La surexploitation des ressources marines et des pratiques de pêche destructrices, comme l’utilisation de filets traînants, ont longtemps contribué à la dégradation des herbiers marins. Ahmed Mohammed Abubakar, un membre de la BMU (Unité de gestion des plages) de Wasini, explique que ces pratiques néfastes ont presque anéanti les herbiers de la région. Aujourd'hui, la BMU s’est engagée dans la sensibilisation de la communauté aux dangers des méthodes de pêche agressives et destructrices : "Nous avons décidé de combattre ces pratiques en éduquant et en sensibilisant la communauté."

Les membres de la BMU surveillent la croissance des herbiers tous les quinze jours, notant leur développement et éliminant les algues ou déchets qui pourraient gêner leur croissance. Ils protègent également les herbiers des menaces naturelles, telles que les oursins, ainsi que des impacts liés à la pollution, à l’urbanisation côtière et à la montée du niveau des mers.

L’Initiative de Restauration des Herbiers Marins de Wasini

La BMU de Wasini a commencé la restauration des herbiers en 2014 avec l’aide du Kenya Marine and Fisheries Research Institute (KMFRI), suivie d’un soutien de la Coastal Development Authority (CDA) en 2019, qui leur a fourni des ressources supplémentaires pour amplifier leurs efforts. À ce jour, la BMU a réhabilité 2,5 hectares de prairies sous-marines, plantant plus de 10 000 semis d’herbiers.

Geoffrey Rono, directeur de la recherche et de la planification stratégique à la CDA, souligne l'importance de ces initiatives pour la communauté locale : « Lorsque nous nous attaquons à la dégradation et à la restauration des écosystèmes, nous soutenons en réalité la communauté. Que ce soit les herbiers, les mangroves ou les récifs coralliens, ces efforts contribuent directement au bien-être des populations locales. »

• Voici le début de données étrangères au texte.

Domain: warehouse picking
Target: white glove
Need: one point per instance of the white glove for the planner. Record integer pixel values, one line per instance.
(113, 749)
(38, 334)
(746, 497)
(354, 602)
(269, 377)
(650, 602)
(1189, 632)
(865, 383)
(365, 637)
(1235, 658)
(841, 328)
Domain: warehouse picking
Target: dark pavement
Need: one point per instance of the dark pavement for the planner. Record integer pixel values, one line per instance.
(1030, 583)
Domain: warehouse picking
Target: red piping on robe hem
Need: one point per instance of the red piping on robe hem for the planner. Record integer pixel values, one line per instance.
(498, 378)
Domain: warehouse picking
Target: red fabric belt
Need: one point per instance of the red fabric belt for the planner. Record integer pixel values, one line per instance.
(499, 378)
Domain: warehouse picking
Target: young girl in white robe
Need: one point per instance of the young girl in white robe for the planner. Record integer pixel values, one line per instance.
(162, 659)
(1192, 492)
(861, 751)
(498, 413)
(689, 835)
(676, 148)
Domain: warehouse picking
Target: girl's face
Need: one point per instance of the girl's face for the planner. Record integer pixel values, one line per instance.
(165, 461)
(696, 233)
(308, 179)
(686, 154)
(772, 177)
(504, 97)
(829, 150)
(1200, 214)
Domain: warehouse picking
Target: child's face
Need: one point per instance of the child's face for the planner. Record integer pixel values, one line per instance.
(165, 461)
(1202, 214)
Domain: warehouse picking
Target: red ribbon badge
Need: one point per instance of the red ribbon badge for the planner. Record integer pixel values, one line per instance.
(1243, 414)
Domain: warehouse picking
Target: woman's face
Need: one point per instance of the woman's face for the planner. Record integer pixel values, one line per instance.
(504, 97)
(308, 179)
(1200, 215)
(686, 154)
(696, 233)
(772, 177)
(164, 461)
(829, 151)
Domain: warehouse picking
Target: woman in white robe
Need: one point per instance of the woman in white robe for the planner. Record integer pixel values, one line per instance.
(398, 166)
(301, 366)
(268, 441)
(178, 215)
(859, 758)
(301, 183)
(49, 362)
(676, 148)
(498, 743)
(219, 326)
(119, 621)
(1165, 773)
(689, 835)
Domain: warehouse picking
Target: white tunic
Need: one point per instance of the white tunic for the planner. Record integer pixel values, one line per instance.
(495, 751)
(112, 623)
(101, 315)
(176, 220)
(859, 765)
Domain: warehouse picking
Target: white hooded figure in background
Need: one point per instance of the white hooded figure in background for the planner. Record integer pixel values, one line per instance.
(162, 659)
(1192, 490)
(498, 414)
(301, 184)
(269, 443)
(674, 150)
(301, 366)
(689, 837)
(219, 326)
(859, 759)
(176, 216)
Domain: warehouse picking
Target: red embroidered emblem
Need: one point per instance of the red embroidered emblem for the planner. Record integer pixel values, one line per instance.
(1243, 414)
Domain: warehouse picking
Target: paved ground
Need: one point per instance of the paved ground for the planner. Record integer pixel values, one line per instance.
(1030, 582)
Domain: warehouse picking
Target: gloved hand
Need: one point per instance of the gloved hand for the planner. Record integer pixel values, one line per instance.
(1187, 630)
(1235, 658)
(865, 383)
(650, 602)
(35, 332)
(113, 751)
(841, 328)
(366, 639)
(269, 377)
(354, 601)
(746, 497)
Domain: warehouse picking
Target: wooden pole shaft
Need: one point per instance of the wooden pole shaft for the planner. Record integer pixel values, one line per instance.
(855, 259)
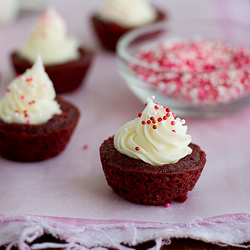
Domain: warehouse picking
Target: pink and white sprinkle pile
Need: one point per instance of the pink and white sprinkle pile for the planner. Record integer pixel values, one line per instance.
(197, 71)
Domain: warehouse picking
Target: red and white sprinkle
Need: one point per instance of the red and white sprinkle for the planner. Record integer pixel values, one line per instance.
(198, 71)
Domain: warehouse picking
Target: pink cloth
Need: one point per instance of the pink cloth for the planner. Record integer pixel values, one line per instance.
(71, 191)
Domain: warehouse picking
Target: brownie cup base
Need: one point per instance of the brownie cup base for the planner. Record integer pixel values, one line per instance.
(66, 77)
(31, 143)
(109, 33)
(144, 183)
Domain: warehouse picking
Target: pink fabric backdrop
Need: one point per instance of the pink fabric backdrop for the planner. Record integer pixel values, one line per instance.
(35, 196)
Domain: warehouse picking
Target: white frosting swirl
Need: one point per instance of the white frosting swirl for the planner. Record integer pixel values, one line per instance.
(162, 141)
(128, 13)
(30, 98)
(49, 38)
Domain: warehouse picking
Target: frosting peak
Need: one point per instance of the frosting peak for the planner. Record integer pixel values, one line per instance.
(50, 39)
(128, 13)
(30, 98)
(156, 136)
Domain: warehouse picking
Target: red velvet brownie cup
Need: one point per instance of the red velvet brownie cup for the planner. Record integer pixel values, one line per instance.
(118, 17)
(151, 159)
(66, 62)
(34, 126)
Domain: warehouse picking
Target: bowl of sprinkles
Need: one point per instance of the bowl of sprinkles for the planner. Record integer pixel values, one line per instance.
(199, 69)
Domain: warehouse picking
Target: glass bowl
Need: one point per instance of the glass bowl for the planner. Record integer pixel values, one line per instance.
(232, 94)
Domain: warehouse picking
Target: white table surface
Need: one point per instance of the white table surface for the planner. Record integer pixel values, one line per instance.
(73, 184)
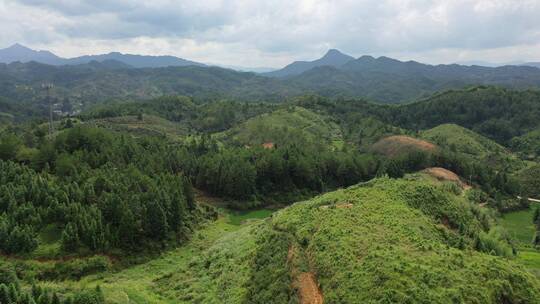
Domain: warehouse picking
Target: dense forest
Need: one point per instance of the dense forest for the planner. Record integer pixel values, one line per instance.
(122, 182)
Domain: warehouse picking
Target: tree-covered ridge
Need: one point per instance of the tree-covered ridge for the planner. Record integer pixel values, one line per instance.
(383, 79)
(104, 190)
(284, 127)
(375, 242)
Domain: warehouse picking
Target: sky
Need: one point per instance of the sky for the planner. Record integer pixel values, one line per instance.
(273, 33)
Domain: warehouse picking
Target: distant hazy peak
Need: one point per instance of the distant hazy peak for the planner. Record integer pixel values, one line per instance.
(333, 57)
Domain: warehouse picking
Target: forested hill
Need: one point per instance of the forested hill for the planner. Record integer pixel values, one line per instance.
(383, 80)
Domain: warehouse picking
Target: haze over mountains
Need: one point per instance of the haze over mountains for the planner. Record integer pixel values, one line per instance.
(21, 53)
(115, 75)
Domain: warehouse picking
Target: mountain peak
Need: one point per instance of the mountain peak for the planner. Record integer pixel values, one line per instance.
(335, 53)
(332, 58)
(18, 47)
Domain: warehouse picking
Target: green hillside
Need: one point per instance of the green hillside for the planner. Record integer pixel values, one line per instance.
(285, 126)
(527, 145)
(396, 241)
(149, 125)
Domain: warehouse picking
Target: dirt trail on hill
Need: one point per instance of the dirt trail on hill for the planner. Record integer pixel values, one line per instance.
(446, 175)
(308, 289)
(305, 282)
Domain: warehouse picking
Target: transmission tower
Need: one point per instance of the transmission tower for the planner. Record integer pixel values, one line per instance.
(48, 87)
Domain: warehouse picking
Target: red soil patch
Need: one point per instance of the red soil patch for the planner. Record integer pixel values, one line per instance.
(268, 145)
(399, 144)
(308, 289)
(446, 175)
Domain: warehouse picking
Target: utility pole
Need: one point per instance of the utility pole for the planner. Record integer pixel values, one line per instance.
(48, 87)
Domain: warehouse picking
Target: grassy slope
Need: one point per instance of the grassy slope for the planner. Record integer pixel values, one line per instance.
(138, 284)
(284, 126)
(472, 145)
(528, 144)
(397, 145)
(520, 226)
(386, 241)
(150, 125)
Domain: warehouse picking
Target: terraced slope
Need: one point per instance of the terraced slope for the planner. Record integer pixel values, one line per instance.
(452, 137)
(396, 145)
(285, 126)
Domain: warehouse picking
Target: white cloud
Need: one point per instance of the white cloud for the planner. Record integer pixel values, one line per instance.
(273, 33)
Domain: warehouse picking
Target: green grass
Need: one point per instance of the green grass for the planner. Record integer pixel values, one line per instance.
(285, 126)
(519, 224)
(138, 284)
(49, 242)
(531, 259)
(389, 241)
(150, 125)
(473, 145)
(239, 217)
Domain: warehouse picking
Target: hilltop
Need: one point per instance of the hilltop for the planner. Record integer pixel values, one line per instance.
(286, 126)
(370, 242)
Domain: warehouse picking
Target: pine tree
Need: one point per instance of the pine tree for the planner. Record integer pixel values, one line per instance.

Les Défis Posés par le Développement Côtier

Un nouveau projet de port à Shimoni, conduit par l’Autorité des Ports du Kenya en collaboration avec le gouvernement local, menace toutefois les récents progrès de restauration. Les activités de dragage nécessaires pour la construction du port risquent d’augmenter la sédimentation, étouffant ainsi les herbiers marins. L'introduction de navires plus grands risque également d’aggraver cette situation et d’endommager davantage les herbiers, en plus de la pollution sonore sous-marine qui pourrait perturber la faune marine. Mohammed Kassim, un membre de la BMU, s’inquiète : « Nous avons investi plus de 200 millions de shillings kenyans (environ 1,5 million de dollars) dans la restauration. Le port pourrait compromettre nos efforts avec la sédimentation due aux dragages et la circulation des navires. »

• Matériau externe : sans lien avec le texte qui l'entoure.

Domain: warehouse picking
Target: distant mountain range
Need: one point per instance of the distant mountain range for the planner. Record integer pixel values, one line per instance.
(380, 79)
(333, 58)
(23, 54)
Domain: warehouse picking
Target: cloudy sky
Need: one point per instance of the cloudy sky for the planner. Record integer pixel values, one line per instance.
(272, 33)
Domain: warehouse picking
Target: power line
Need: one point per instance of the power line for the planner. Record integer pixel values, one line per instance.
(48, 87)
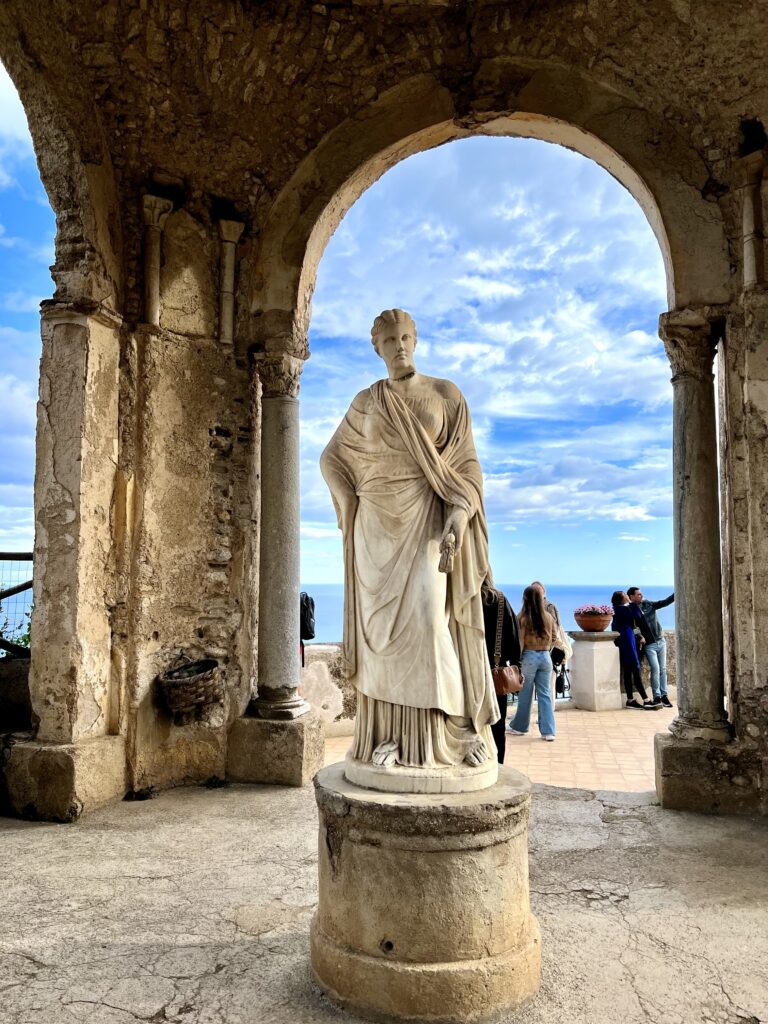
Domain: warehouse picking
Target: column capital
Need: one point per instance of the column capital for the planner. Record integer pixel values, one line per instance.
(751, 169)
(279, 374)
(155, 210)
(230, 230)
(690, 343)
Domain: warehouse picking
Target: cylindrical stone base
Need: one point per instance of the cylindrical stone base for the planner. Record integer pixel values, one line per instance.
(424, 911)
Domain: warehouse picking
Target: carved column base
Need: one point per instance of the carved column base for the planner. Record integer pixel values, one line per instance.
(706, 776)
(280, 706)
(711, 729)
(275, 753)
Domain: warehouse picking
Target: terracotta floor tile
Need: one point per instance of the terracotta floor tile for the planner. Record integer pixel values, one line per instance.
(592, 751)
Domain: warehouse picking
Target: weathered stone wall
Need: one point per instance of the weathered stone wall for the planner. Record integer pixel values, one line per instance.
(324, 685)
(190, 542)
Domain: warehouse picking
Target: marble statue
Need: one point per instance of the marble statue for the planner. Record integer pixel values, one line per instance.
(408, 491)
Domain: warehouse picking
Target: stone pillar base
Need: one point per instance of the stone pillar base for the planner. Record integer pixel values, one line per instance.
(275, 753)
(59, 782)
(709, 777)
(424, 910)
(595, 681)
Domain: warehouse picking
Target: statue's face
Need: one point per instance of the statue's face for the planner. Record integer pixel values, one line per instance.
(395, 344)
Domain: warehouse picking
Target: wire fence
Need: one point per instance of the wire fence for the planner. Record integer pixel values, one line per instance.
(15, 596)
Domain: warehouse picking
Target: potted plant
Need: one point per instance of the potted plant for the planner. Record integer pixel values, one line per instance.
(593, 617)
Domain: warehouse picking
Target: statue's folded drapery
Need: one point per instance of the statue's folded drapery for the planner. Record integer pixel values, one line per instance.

Le Rôle Crucial des Herbiers Marins dans l’Écosystème et l’Économie Bleue

Les herbiers marins jouent un rôle vital dans le maintien de la biodiversité marine. Ils offrent des zones de reproduction pour les poissons, servent de source de nourriture pour de nombreuses espèces et contribuent à la régulation du climat en capturant du carbone. Lilian Daudi, chercheuse principale en écologie des herbiers marins au KMFRI, explique : « Les herbiers marins fournissent des habitats de nourriceries pour les jeunes poissons et des aires de reproduction pour diverses espèces. Ils participent aussi à la régulation climatique en stockant le carbone et produisant de l’oxygène, essentiel pour la vie aquatique. »

Ces prairies, souvent appelées les « héros méconnus » des océans, s’étendent sur plus de 300 000 kilomètres carrés dans 159 pays. Cependant, elles demeurent parmi les écosystèmes côtiers les moins protégés malgré leur rôle indispensable dans la santé des océans et la sécurité alimentaire des communautés côtières.

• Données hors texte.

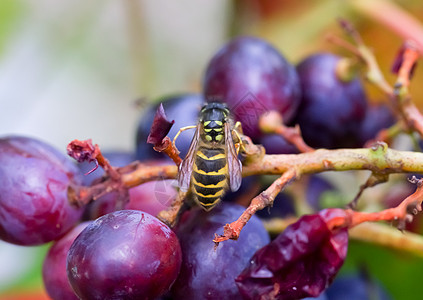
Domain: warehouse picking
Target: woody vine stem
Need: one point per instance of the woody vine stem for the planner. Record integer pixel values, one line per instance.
(378, 158)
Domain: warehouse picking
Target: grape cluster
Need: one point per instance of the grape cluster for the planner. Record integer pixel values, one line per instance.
(100, 253)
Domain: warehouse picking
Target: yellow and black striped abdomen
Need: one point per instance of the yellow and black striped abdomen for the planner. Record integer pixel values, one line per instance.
(209, 175)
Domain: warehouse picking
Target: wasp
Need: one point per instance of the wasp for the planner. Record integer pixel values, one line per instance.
(211, 165)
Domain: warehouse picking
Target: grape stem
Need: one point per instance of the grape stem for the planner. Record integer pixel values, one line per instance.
(375, 233)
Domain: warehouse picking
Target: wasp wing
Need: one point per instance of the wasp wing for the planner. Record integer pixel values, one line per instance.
(234, 164)
(185, 168)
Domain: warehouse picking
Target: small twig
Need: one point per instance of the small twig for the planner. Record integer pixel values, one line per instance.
(402, 213)
(232, 231)
(374, 179)
(386, 134)
(271, 122)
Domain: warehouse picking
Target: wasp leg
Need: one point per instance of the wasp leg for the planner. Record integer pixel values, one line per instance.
(238, 144)
(179, 132)
(238, 127)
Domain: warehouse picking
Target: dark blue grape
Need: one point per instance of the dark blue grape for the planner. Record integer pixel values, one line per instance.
(377, 118)
(356, 287)
(276, 144)
(331, 110)
(252, 77)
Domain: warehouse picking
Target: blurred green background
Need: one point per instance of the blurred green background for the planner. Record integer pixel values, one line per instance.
(85, 69)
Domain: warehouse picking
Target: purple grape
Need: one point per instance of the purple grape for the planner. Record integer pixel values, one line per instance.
(331, 110)
(252, 77)
(54, 266)
(126, 254)
(34, 208)
(207, 273)
(377, 117)
(150, 197)
(184, 109)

L'Économie Bleue : Un Pilier pour l’Avenir des Océans et des Communautés

Le concept d’économie bleue prône une utilisation durable des ressources marines, en équilibre avec la protection des écosystèmes océaniques, pour favoriser la prospérité économique et le bien-être humain. La Banque mondiale définit cette approche comme l’optimisation des ressources océaniques pour les bénéfices économiques et environnementaux. Dans cette vision, les efforts de conservation et de restauration des herbiers marins, mais aussi des mangroves et des récifs coralliens, jouent un rôle clé dans l’avenir des océans et des populations côtières.

En investissant dans la restauration des écosystèmes marins, des organisations comme la BMU et leurs partenaires de recherche et de développement mettent en œuvre une stratégie d’économie bleue essentielle à la résilience et au développement durable des communautés côtières.